Their hand might be tipped even before that, when the AIs connect with weapons suppliers on LinkedIn during the planning stages.

Ai: 4x Missiles, 100xBullets at <address>, here is the Bitcoin Supplier: mkay


In Russia there are 11 time zones. When somebody moves from Irkutsk to Chelyabinsk by train, the arrival and departure times for trains on all stations are _always_ stated in Moscow time zone.

Scott Aaronson haven't visited International Space Station yet. Do you guys know what time system is used on board of ISS? And how they arrange time of the meetings with somebody on Earth?..

So why not just use UTC everywhere?

Legacy thinking and practice. Many developers don't realize this is a hard problem, are used to tools with poor time zone support or defaults, over-estimate the cost of a database migration, or otherwise think they can save time by using whatever the local timezone is.

In a fair number of cases, this actually works and in the rest people are often so badly buried that they think it's too late to switch.

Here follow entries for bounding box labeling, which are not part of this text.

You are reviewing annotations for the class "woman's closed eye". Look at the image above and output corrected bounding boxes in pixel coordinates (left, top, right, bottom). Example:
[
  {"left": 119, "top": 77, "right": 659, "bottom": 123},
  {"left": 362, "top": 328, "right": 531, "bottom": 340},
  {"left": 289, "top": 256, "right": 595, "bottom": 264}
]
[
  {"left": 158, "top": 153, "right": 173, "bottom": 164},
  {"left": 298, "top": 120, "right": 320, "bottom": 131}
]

> So why not just use UTC everywhere?

...you live your day by UTC?

I generally do, yes. I'm a consultant, working remotely. Using anything but UTC would be too confusing. Also, I use multiple online personas, and time zone is an information leak.

OK, well most people don't set their alarms for "12:00 +0000 (UTC) in the morning". They set it for 8:00 AM local time or something. So you're kind of an exception.

I do for half the year, being British.

At work we have two local relevant times in the office - GMT and Europe/London. Some programs are scheduled at GMT (world service), sometimes they're in UK time (national news).

Some computer logs are in GMT, some are in local time. It's a right pain - if we were 4 or 5 hours offset from GMT it wouldn't be a major problem, you tend to know roughly what time you're looking at, and you'd only have wall-time or GMT. GMT and BST are too close together to be unambiguous though.

Colleagues working in Washington tend to be 5 hours behind regardless, those in singapore are 7 or 8 ahead. Some countries I give up with completely

Specified GMT or UTC doesn't always halo as some people assume you mean "time in London". UTC is better in that regard, but it would be easier if UTC was several hours away from civil time.


But still, can one set UTC as the default for time entry in Google Calendar?

OK, thanks. Except Mirimir has no Google account.

Cool. So can display time be set independently?

Daylight savings time still gets screwed up.

Couldn't this be easily solved by auto filling the time zone if you input the address (location) of the place? Like if I put in a californian address just prompt if I want the pacific time zone?

Is it really 'superintelligence' if unable to deal with a simple concept such as time zones?

>>If Google achieves superintelligence, time zones will be its Achilles heel

This sounds like an oxymoron to me. If it is superintelligent( i.e. smarter than a human) then it would not be tripped by a simple thing like this.